For secondary claims tied to medications, make sure your treatment records document which drugs you take, what they’re prescribed for, and any provider comments about side effects. The 2025 PTSD case succeeded in large part because the veteran’s own VA doctors had noted the connection between his psychiatric medications and worsening leg symptoms in his chart over several years.

RLS vs. Periodic Limb Movement Disorder

VA examiners sometimes reclassify an RLS claim as periodic limb movement disorder, which can change how your claim is evaluated. The key difference is that RLS involves a conscious, uncomfortable sensation in the legs and an urge to move them, particularly when you’re trying to rest or fall asleep. PLMD involves repetitive leg movements during sleep that you may not even be aware of, often noticed by a sleep partner who gets kicked at night.

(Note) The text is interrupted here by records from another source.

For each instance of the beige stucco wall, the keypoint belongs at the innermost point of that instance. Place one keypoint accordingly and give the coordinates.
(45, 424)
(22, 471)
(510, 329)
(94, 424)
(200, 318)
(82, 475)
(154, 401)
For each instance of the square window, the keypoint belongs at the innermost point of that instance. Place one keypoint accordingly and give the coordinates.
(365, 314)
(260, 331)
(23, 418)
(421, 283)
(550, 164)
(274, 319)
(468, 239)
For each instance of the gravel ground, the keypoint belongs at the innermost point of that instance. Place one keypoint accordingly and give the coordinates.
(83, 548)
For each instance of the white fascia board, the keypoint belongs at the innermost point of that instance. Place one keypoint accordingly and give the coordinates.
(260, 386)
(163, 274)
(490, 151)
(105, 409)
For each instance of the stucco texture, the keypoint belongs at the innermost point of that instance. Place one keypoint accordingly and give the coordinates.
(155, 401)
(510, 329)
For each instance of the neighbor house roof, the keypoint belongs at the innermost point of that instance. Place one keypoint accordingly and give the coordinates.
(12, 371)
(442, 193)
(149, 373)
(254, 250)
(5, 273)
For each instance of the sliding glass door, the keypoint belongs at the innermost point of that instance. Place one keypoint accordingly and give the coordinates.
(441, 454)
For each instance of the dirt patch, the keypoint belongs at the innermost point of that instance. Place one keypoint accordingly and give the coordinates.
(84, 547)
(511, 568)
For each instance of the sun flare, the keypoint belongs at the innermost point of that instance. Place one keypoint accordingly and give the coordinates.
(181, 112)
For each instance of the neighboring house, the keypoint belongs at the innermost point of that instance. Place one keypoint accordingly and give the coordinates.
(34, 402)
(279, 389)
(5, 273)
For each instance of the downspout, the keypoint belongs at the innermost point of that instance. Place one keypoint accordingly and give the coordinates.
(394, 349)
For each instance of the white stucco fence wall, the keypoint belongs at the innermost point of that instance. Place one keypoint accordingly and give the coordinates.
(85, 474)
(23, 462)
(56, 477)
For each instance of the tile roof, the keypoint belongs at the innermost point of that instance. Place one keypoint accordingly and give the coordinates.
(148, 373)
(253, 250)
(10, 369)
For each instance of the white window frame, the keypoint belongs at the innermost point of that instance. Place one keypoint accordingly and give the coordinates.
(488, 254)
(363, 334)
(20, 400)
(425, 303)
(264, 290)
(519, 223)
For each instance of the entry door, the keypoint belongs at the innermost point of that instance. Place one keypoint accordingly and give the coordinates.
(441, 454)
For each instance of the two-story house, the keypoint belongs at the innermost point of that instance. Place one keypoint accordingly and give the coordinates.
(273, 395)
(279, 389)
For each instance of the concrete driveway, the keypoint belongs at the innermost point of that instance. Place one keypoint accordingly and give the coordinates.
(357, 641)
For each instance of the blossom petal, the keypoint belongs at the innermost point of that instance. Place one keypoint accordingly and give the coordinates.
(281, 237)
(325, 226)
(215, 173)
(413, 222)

If your claim is reclassified as PLMD, it may be rated under a different diagnostic code related to sleep disorders rather than neurological conditions. When describing your symptoms to examiners, be specific about whether you experience the uncomfortable sensations and urge to move while you’re still awake and trying to rest, not just involuntary movements during sleep. That distinction can affect both the diagnosis and the rating you receive.

Maximizing Your Rating

Because the 30% ceiling under DC 8103 is relatively low, the bilateral factor becomes important for veterans with RLS in both legs. Each leg rated separately at 10% with the bilateral factor applied yields a higher combined rating than a single 10% rating. Document symptoms in both legs specifically during your exam.

Frequency and severity details drive the rating. Vague descriptions like “my legs bother me sometimes” point toward a 0% or 10% rating. Concrete details push toward 30%: how many nights per week your sleep is disrupted, whether you have to get up and walk around, whether symptoms occur during the day when sitting, and how medications have or haven’t controlled the problem. The rating criteria specifically consider frequency, severity, and which muscle groups are involved, so address all three in your statements and ask your examiner to do the same.